Additional repo information:

  • Start by reading the "docker_scripts" README. The docker_scripts folder contains a collection of shell scripts that launch a series of Docker containers to implement the CDC pipeline.
  • The “sql” folder contains example SQL scripts that modify the MySQL database with changes that are picked up by the CDC pipeline
  • The “python” folder contains:
    1. Python code to read from Kafka topics and write to EventStoreDB
    2. Python code to read streams produced by EventStoreDB’s projection engine
    3. Python code for some basic data visualizations using pandas

Benefits of EventStoreDB in CDC pipelines

Using EventStoreDB as a sink or hub in your data redistribution workflow has the following benefits:

  1. EventStoreDB provides an immutable log of CDC events
  2. Enhanced ability to subscribe to the fine-grained, per-row Event Streams.
  3. The EventStoreDB projection engine can create views or subscriptions to aggregations of events, including aggregate by SQL operation, transaction ID, and database table.
  4. Subscribing to CDC events after they land in EventStoreDB, with granular control over which subset of events to subscribe to, allows EventStoreDB to function more like a hub that advances data transformation. It also ensures an immutable log's necessary data retention and audit trail capabilities.
  5. Ordered and durable events provide options to reprocess, audit, and analyze as needed.

Architecture of typical Debezium-based CDC pipeline

At a high level, the basic architecture involves these tools

Image of Database to Debezium to EventStoreDB Data Flow

A more granular view of the tools, showing required supporting features and products

CDC pipeline with all the tools

Lifecycle of a CDC event (MySQL -> EventStoreDB)

Whenever data is modified in the source database by a create (insert), delete, or update statement, one or more CDC events will propagate through the pipeline. This example will use a single-row insert.

Step 1. The database server, MySQL or MariaDB, writes the event to its binlog

The binlog is used for database replication. The binlog is usually enabled by default; when enabled, all changes to the database are logged into the binlog. The setting gtid_mode=ON must be set to get transaction IDs logged into the binlog. See 03_mysql.sh in the docker_scripts directory in the GitHub repo for a code example that starts a Docker container running MySQL with this setting enabled in the startup script.

Step 2. Debezium picks up the data change event from the binlog

In this example, Debezium impersonates the role of another MySQL instance that would act as a replica for backup or scaling reads. The server-id setting is significant for this process. Setting unique server-ids is critical when fanning out multiple replicas with multiple Debezium instances reading the binlog of a single MySQL instance.

Step 3. Debezium transforms the binlog event into a standard CDC event and posts the event to a Kafka topic

There will be one Kafka topic per table. In the example repository, the code that reads from Kafka only subscribes to three topics/tables.
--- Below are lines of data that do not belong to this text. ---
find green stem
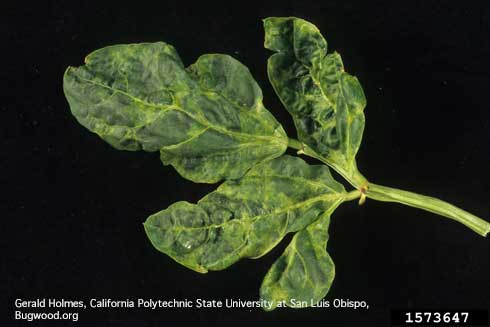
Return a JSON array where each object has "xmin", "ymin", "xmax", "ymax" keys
[
  {"xmin": 288, "ymin": 138, "xmax": 368, "ymax": 190},
  {"xmin": 344, "ymin": 190, "xmax": 361, "ymax": 201},
  {"xmin": 288, "ymin": 139, "xmax": 490, "ymax": 236},
  {"xmin": 366, "ymin": 183, "xmax": 490, "ymax": 236}
]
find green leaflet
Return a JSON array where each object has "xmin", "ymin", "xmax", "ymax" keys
[
  {"xmin": 144, "ymin": 156, "xmax": 346, "ymax": 273},
  {"xmin": 63, "ymin": 17, "xmax": 490, "ymax": 309},
  {"xmin": 264, "ymin": 17, "xmax": 366, "ymax": 188},
  {"xmin": 260, "ymin": 208, "xmax": 335, "ymax": 309},
  {"xmin": 63, "ymin": 42, "xmax": 288, "ymax": 183}
]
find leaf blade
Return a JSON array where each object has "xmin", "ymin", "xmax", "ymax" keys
[
  {"xmin": 264, "ymin": 17, "xmax": 367, "ymax": 188},
  {"xmin": 260, "ymin": 208, "xmax": 335, "ymax": 310},
  {"xmin": 63, "ymin": 42, "xmax": 287, "ymax": 183},
  {"xmin": 144, "ymin": 156, "xmax": 346, "ymax": 272}
]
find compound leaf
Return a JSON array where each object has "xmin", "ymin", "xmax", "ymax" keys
[
  {"xmin": 260, "ymin": 208, "xmax": 335, "ymax": 310},
  {"xmin": 63, "ymin": 42, "xmax": 287, "ymax": 183},
  {"xmin": 264, "ymin": 17, "xmax": 366, "ymax": 187},
  {"xmin": 144, "ymin": 156, "xmax": 346, "ymax": 273}
]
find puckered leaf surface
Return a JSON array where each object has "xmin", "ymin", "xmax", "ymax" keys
[
  {"xmin": 63, "ymin": 42, "xmax": 287, "ymax": 183},
  {"xmin": 260, "ymin": 207, "xmax": 335, "ymax": 309},
  {"xmin": 144, "ymin": 156, "xmax": 346, "ymax": 272},
  {"xmin": 264, "ymin": 17, "xmax": 366, "ymax": 186}
]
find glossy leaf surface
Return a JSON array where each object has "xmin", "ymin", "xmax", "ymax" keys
[
  {"xmin": 64, "ymin": 42, "xmax": 287, "ymax": 183},
  {"xmin": 145, "ymin": 156, "xmax": 346, "ymax": 273},
  {"xmin": 264, "ymin": 17, "xmax": 366, "ymax": 186},
  {"xmin": 260, "ymin": 211, "xmax": 335, "ymax": 309}
]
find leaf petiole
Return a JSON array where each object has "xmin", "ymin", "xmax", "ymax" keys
[
  {"xmin": 288, "ymin": 138, "xmax": 490, "ymax": 237},
  {"xmin": 366, "ymin": 183, "xmax": 490, "ymax": 237}
]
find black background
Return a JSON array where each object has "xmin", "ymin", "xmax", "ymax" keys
[{"xmin": 0, "ymin": 0, "xmax": 490, "ymax": 327}]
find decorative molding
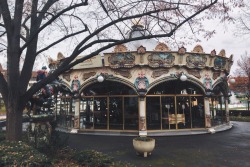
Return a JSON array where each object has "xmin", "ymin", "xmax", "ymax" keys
[
  {"xmin": 218, "ymin": 49, "xmax": 226, "ymax": 57},
  {"xmin": 214, "ymin": 57, "xmax": 226, "ymax": 70},
  {"xmin": 62, "ymin": 73, "xmax": 70, "ymax": 82},
  {"xmin": 213, "ymin": 72, "xmax": 220, "ymax": 80},
  {"xmin": 186, "ymin": 54, "xmax": 207, "ymax": 68},
  {"xmin": 82, "ymin": 72, "xmax": 96, "ymax": 80},
  {"xmin": 178, "ymin": 46, "xmax": 187, "ymax": 55},
  {"xmin": 137, "ymin": 45, "xmax": 146, "ymax": 54},
  {"xmin": 151, "ymin": 69, "xmax": 169, "ymax": 78},
  {"xmin": 114, "ymin": 44, "xmax": 128, "ymax": 53},
  {"xmin": 57, "ymin": 52, "xmax": 65, "ymax": 61},
  {"xmin": 192, "ymin": 45, "xmax": 204, "ymax": 53},
  {"xmin": 114, "ymin": 69, "xmax": 132, "ymax": 78},
  {"xmin": 108, "ymin": 53, "xmax": 135, "ymax": 68},
  {"xmin": 148, "ymin": 52, "xmax": 175, "ymax": 67},
  {"xmin": 154, "ymin": 42, "xmax": 170, "ymax": 52},
  {"xmin": 187, "ymin": 69, "xmax": 201, "ymax": 79}
]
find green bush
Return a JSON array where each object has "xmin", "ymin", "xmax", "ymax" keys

Typically, once a message has been consumed, the consumer informs Kafka not to resend that message to this consumer group 'enable.auto.commit': 'true'. Setting this to false can be useful to debug the code that processes messages.

When you restart your code, you will not have to generate new messages in the pipeline. The code will reread the same messages each time it is restarted. The Python code kafka_consumer_demo.py sets 'enable.auto.commit': 'false’. Running this code will not delete messages meant to be consumed by kafka_reader_ESDB_writer.py.

Step 4. Python(or other language) application consumes Kafka messages and writes them to EventStoreDB

With change events being propagated to a Kafka topic per table, the remaining step is to read the Kafka messages and write to EventStoreDB as events appended to a stream.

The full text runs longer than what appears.